Sunday, April 26, 2015

Failure to waive right to jury trial on aggravating factors

Corrine Gunning won in State v. Bennett, No. 111,362 (Kan. App. April 3, 2015), obtaining reversal of an upward durational departure sentence in a Sedgwick County second-degree murder prosecution.  Ms. Bennett had entered into a plea agreement and agreed upon a 300-month upward durational departure. On appeal, Ms. Bennett argued that because the district court never obtained a waiver of her right to a jury trial on aggravating factors that would allow an upward durational departure.  The state argued that Ms. Bennett had waived her right to appeal her sentence pursuant to the plea agreement.  The COA disagreed, holding (1) that Ms. Bennett was not appealing her sentence but was appealing the sentencing procedure, which is a distinction with a jurisdictional difference and (2) that in any case the plea agreement was ambiguous with regard to an appeal waiver.  Specifically on the last point, the plea agreement contained some language regarding waiver, but also included a lot of standard language stating that Ms. Bennett still had limited rights to appeal. For both reasons, the COA held that Ms. Bennett had not waiver her right to appeal.

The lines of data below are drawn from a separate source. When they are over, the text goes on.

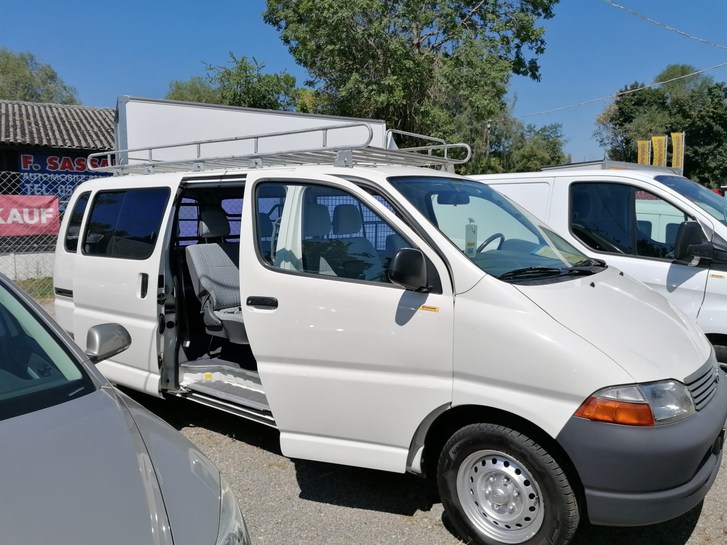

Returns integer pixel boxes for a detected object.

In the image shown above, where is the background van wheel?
[437,424,579,545]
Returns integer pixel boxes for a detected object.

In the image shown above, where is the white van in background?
[54,135,727,545]
[472,161,727,364]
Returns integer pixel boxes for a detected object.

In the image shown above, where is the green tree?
[486,114,570,173]
[166,53,302,110]
[167,76,222,104]
[595,65,727,186]
[264,0,557,168]
[0,47,79,104]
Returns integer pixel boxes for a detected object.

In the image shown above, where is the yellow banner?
[671,132,684,170]
[636,140,651,165]
[651,135,666,167]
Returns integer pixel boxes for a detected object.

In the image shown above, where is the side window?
[83,187,169,259]
[256,182,410,283]
[570,182,688,258]
[64,193,90,253]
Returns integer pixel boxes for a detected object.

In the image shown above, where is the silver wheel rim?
[457,450,544,543]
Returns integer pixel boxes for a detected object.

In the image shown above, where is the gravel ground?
[126,394,727,545]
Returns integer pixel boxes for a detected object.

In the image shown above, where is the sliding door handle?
[245,296,278,308]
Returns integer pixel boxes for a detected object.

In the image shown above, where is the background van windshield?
[389,176,587,277]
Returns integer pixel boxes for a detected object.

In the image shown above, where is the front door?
[73,185,172,395]
[241,176,453,472]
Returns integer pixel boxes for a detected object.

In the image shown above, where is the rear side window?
[65,193,90,253]
[83,187,170,259]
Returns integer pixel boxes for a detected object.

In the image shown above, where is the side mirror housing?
[388,248,429,292]
[674,221,714,265]
[86,324,131,364]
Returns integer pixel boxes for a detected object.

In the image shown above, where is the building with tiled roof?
[0,100,116,171]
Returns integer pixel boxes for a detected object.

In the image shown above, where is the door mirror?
[388,248,429,292]
[86,324,131,364]
[674,221,714,265]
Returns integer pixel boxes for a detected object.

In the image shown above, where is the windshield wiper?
[498,267,563,280]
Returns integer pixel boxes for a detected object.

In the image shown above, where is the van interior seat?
[301,202,336,276]
[257,212,274,263]
[333,204,384,280]
[185,208,248,344]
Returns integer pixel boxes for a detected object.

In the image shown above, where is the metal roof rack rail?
[88,123,472,175]
[540,159,682,175]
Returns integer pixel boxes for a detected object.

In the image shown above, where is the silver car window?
[0,284,95,420]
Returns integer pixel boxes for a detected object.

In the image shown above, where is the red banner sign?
[0,195,60,237]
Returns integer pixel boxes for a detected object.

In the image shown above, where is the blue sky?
[0,0,727,161]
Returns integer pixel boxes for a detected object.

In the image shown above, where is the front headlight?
[575,380,695,426]
[215,475,250,545]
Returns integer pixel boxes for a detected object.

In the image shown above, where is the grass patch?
[15,276,53,303]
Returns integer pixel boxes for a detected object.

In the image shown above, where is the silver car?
[0,275,250,545]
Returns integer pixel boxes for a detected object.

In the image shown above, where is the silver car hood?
[0,387,219,545]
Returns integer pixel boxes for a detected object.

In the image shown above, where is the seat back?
[185,209,248,343]
[301,202,331,274]
[186,242,240,310]
[333,204,384,280]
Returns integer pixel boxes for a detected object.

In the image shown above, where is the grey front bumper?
[557,372,727,526]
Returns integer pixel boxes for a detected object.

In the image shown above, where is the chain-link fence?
[0,172,83,302]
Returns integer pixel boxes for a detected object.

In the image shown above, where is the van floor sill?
[184,380,272,414]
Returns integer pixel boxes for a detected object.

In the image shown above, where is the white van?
[473,161,727,366]
[54,135,727,544]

On the merits, the COA had little trouble finding that the sentence imposed violated Apprendi.  Without either a jury finding or waiver of a jury finding, the maximum sentence that could be imposed is the presumptive sentence. As a result, the COA remanded for resentencing.

[Update: the state filed a PR on April 17, 2015.]

[Further update: the KSC denied the state's PR and the mandate issued on December 31, 2015.]

Saturday, April 04, 2015

Memo filed in compliance with court order granting leave is timely

Janine Cox won in Wahl v. State, No. 107,934 (Kan. March 13, 2015), obtaining reversal and remand for further proceedings in a Crawford County state habeas proceeding.  The district court had held that Mr. Wahl had waived his right to seek habeas relief as part of his plea bargain.  The COA had held that the district court's finding was incorrect, but that Mr. Wahl's motion was untimely.  The KSC agreed that Mr. Wahl did not waive his right to make a claim of ineffective assistance of counsel, noting that while the plea agreement did purport to preclude collateral attacks, it made a specific exception for ineffective assistance of counsel claims.  The KSC applied the mailbox rule and held that Mr. Wahl's motion was timely.  The KSC went on to hold that Mr. Wahl's memorandum in support filed about a month after the original filing was in compliance with the district court's granting of leave to file such a memorandum and, therefore, did not constitute an untimely amendment:
But Wahl's supporting memorandum was not an attempted amendment to his initial motion. So Pabst's relation-back test for timeliness is off target. Rather, the supporting memorandum essentially is supplying the entire legal argument section missing from Wahl's initial 60-1507 motion. And because the district court explicitly granted Wahl leave to file that supporting memorandum within 30 days, the panel erred by concluding that the district court could not have considered that document when analyzing Wahl's claim. On the contrary, the district court should have considered the supporting memorandum—whose filing the court allowed—before it disposed of Wahl's motion. Accordingly, the panel erred by affirming the district court's summary denial based on the panel's conclusion that Wahl's supporting memorandum was untimely.
As a result, the case was sent back to the district court for proper consideration of Mr. Wahl's claims.